The family lives on the upper level of a duplex on Woodingham. The mom's sister, Kylei's aunt, lives on the lower level. They don't know why someone would shoot up their homes, but they are looking for a new place to live.
"Who wants to return to a home like that with your children," said Kylei's mom. Kylei's mom and aunt started a GoFundMe to help raise money for their relocation.
Gas prices fall another 6 cents since past week
Michigan gas prices continue to fall since reaching annual highs this year when motorists were paying nearly $50 for a 15-gallon tank of gas. Gas prices are down 6 cents for a gallon of regular unleaded gas.
It's fallen about 22 cents since last month but remains more than a dollar higher than this time last year. According to AAA, prices are about $8 higher for a 15-gallon tank of gas than when they were highest in January.
Energy analysts saw a strong week for oil futures and have seen stability to a recently-rising marketplace. However, some upward pressures from Mexico reporting they may not have as much oil to export next year, which could push supplies down. Meanwhile, COVID-19 cases are still wreaking havoc on the global economy.
Compared to last week, Metro Detroit's average daily gas price fell slightly to $3.29 per gallon.
What else we're watching
- Some 26,000 DTE customers and 14,000 Consumers Energy customers are still without power after strong winds swept through Michigan this weekend and created more issues for utility companies after a brutal year of outages.
- After a library's plea to the public, a priceless and historic map has been returned to the building, which is located in Shiawassee County, Michigan. The Durand library expressed their thanks for the return on its Facebook page.
- Monroe County, Wixom, Rochester Hills, and Shelby Township are all the beneficiaries of grants that will fund projects designed to improve mobility around a city. The money comes from SEMCOG.
- Wayne County Sheriff's deputies will be pulling people over with a little holiday surprise awaiting the drivers. In partnership with Leaders Advancing & Helping Communities and Kroger, the officers will be handing out gift cards to the grocer.
- James Craig will be making campaign stops in Detroit, Flint, and Lansing Monday as part of his rollout of his education platform. It's called LEARN - Leading Education Achievement Reform Now
Live on FOX 2
There's going to be near-record warmth this week as an unseasonably warm December looks to reach the 60-degree threshold. That's expected to arrive Thursday while the warm-up will begin on Tuesday.
Fauci: Americans may 'just have to deal with' more COVID boosters
National Institute of Allergy and Infectious Diseases director Dr. Anthony Fauci said that Americans will "just have to deal with" the prospect of getting more coronavirus booster shots.

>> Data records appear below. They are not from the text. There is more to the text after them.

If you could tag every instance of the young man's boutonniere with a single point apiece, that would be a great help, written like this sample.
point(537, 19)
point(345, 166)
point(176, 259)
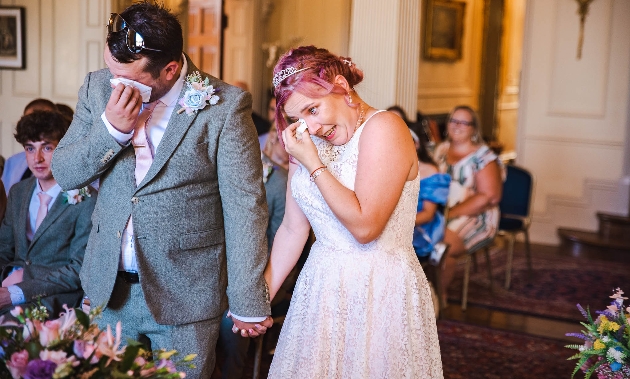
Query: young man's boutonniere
point(76, 196)
point(199, 93)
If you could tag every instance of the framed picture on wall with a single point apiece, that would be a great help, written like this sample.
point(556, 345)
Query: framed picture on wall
point(443, 30)
point(12, 38)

Fauci made the statement on Sunday morning and said that the level of protection that the current coronavirus booster shots give to individuals will have to be monitored closely over the next several months.
"If it becomes necessary to get yet another boost, then we’ll just have to deal with it when that occurs," Fauci said.
The National Institute of Allergy and Infectious Diseases director also said that he's "hoping" that a third mRNA shot will give longer-lasting protection.
"I’m hoping from an immunological standpoint that that third shot of an mRNA and the second shot of a J&J will give a much greater durability of protection than just the six months or so that we’re seeing right now," Dr. Fauci said.